Gli effetti economici derivanti dall’inefficienza della Pubblica amministrazione sono superiori al mancato gettito dell’evasione fiscale che sottrae alle casse dello Stato tra i 90 e i 120 miliardi ogni anno, indica la Cgia di Mestre, aggiungendo che il malfunzionamento della PA continua ad avere «un impatto molto negativo sull’economia del nostro Paese frenandone la ripresa».
Secondo i dati dell’associazione mestrina i debiti della PA nei confronti dei fornitori ammontano a 70 miliardi al lordo della quota ceduta dai creditori in pro-soluto alle banche. Il deficit logistico-infrastrutturale penalizza il nostro sistema economico per un importo di 42 miliardi l’anno; il peso della burocrazia grava sulle Pmi per 31 miliardi l’anno e che sono 24 i miliardi di spesa pubblica in eccesso che non ci consentono di ridurre la pressione fiscale in media Ue. E ancora gli sprechi e la corruzione presenti nella sanità ci costano 23,6 miliardi l’anno, la lentezza della nostra giustizia civile costa al sistema Paese 16 miliardi l’anno.
«È verosimile ritenere che se recuperassimo una buona parte dei soldi evasi al fisco – afferma il coordinatore della Cgia Paolo Zabeo – la nostra macchina pubblica funzionerebbe meglio e costerebbe meno. Analogamente, è altrettanto plausibile ipotizzare che se si riuscisse a tagliare sensibilmente la spesa pubblica, permettendo così la riduzione di pari importo del peso fiscale, probabilmente l’evasione sarebbe più contenuta, visto che molti esperti sostengono che la fedeltà fiscale è direttamente proporzionale al livello di pressione fiscale a cui sono sottoposti i contribuenti».
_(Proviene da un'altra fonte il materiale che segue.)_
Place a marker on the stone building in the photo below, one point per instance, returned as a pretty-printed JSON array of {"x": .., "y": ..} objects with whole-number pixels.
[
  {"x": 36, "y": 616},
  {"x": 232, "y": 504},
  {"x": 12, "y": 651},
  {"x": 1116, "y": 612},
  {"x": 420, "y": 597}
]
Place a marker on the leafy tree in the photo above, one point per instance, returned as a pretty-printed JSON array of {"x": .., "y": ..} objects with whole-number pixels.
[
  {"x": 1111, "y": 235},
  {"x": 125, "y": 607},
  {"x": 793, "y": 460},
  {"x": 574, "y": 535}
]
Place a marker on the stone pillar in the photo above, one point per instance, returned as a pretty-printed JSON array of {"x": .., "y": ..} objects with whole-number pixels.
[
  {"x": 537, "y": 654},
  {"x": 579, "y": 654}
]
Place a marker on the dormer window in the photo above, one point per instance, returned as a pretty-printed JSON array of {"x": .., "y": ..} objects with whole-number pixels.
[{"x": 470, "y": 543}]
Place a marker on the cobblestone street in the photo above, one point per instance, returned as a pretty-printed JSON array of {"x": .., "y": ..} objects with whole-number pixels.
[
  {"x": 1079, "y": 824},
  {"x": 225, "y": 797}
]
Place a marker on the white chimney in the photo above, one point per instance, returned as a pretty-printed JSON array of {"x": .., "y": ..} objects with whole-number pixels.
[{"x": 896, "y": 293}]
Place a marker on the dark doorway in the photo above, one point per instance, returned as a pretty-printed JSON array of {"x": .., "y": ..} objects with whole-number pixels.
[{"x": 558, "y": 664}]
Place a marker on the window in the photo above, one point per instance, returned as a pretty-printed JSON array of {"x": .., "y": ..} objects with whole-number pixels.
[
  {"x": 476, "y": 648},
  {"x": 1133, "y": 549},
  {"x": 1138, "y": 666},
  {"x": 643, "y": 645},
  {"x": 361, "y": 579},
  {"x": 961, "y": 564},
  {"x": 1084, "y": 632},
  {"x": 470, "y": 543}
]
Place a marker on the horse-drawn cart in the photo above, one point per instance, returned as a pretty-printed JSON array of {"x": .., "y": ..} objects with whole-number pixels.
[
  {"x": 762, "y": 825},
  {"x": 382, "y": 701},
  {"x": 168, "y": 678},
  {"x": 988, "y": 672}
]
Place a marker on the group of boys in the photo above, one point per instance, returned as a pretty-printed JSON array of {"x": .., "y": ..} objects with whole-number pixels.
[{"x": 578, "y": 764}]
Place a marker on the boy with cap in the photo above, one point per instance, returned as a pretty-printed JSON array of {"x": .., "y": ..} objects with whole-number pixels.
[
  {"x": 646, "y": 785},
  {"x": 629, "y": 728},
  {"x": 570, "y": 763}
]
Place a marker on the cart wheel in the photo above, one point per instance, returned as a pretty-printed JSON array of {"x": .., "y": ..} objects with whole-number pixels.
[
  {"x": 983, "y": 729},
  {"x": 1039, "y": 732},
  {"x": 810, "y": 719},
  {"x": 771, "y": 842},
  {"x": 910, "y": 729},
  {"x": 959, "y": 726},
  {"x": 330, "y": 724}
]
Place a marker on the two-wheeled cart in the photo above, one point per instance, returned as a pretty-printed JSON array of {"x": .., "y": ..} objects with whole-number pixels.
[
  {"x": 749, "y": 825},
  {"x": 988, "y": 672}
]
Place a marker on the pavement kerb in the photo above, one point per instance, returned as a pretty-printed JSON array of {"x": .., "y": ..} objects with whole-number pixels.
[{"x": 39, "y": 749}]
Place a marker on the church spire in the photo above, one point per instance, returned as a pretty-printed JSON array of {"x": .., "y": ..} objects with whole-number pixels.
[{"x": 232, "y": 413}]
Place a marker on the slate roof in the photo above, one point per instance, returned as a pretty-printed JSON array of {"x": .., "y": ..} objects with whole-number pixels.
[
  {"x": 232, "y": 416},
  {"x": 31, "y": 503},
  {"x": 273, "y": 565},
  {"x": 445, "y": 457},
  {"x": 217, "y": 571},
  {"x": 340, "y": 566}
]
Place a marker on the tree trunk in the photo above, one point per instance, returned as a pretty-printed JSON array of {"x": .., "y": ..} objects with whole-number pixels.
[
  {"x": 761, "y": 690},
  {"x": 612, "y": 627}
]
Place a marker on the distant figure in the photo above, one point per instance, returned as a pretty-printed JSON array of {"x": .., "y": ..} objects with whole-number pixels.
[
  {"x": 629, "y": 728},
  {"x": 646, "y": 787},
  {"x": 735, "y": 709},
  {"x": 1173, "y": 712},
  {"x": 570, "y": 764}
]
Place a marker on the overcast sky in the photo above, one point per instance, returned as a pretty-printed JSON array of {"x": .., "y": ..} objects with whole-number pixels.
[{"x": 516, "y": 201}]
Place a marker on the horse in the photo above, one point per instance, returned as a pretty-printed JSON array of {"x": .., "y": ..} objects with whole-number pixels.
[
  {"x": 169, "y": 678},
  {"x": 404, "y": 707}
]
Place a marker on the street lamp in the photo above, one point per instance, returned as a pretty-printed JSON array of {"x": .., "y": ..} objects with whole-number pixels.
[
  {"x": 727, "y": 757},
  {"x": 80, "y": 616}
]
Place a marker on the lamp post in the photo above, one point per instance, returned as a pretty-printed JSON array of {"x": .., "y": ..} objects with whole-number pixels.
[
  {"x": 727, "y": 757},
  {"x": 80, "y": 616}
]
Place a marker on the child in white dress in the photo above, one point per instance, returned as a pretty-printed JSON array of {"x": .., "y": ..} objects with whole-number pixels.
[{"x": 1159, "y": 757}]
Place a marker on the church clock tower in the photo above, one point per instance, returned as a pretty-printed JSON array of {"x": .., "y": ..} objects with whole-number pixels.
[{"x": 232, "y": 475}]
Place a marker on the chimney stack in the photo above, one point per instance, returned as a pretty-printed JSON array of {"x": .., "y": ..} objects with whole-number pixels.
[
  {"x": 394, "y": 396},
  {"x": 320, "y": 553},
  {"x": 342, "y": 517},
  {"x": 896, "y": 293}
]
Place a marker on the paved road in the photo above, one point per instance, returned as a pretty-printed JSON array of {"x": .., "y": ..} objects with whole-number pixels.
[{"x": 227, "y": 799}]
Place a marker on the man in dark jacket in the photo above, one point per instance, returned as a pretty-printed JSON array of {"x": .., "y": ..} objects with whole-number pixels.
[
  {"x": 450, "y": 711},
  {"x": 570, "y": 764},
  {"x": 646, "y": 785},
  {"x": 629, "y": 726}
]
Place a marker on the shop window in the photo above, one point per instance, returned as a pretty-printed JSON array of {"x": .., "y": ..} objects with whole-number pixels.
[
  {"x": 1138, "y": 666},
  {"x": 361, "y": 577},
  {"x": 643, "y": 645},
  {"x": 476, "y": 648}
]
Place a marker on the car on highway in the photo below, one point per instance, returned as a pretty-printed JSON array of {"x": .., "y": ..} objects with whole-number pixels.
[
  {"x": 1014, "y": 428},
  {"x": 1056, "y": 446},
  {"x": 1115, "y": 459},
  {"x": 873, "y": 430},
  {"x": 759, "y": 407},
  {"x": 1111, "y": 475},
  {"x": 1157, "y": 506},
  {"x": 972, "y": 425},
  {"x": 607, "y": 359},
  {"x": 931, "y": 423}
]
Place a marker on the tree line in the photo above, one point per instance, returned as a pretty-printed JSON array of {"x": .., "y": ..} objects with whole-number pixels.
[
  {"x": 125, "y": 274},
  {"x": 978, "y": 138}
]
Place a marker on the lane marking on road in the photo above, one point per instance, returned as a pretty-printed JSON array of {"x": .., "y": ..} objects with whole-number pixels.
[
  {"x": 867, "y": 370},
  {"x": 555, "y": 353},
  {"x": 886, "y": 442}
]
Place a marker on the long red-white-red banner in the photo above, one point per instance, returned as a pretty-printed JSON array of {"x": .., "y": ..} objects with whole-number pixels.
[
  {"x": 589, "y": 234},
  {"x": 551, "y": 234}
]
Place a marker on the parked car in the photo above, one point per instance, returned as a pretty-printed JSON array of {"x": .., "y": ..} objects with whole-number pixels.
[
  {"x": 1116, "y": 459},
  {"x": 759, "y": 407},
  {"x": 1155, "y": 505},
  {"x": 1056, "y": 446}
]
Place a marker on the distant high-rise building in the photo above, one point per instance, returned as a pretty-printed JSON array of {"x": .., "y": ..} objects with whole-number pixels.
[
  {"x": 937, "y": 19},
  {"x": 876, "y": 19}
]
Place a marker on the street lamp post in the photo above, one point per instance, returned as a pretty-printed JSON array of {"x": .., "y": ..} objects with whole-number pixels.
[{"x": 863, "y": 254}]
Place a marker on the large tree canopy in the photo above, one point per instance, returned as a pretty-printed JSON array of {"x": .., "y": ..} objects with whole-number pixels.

«Secondo una recentissima analisi elaborata da due economisti italiani occupati presso la Direzione Generale Affari Economici e Finanziari dell’Ue – conclude Zabeo – per diminuire in misura strutturale il carico fiscale italiano e allinearlo alla media dell’area dell’euro sarebbe necessario ridurre la spesa pubblica di almeno 24 miliardi. Un obbiettivo che non ci sembra raggiungibile in tempi ragionevolmente brevi».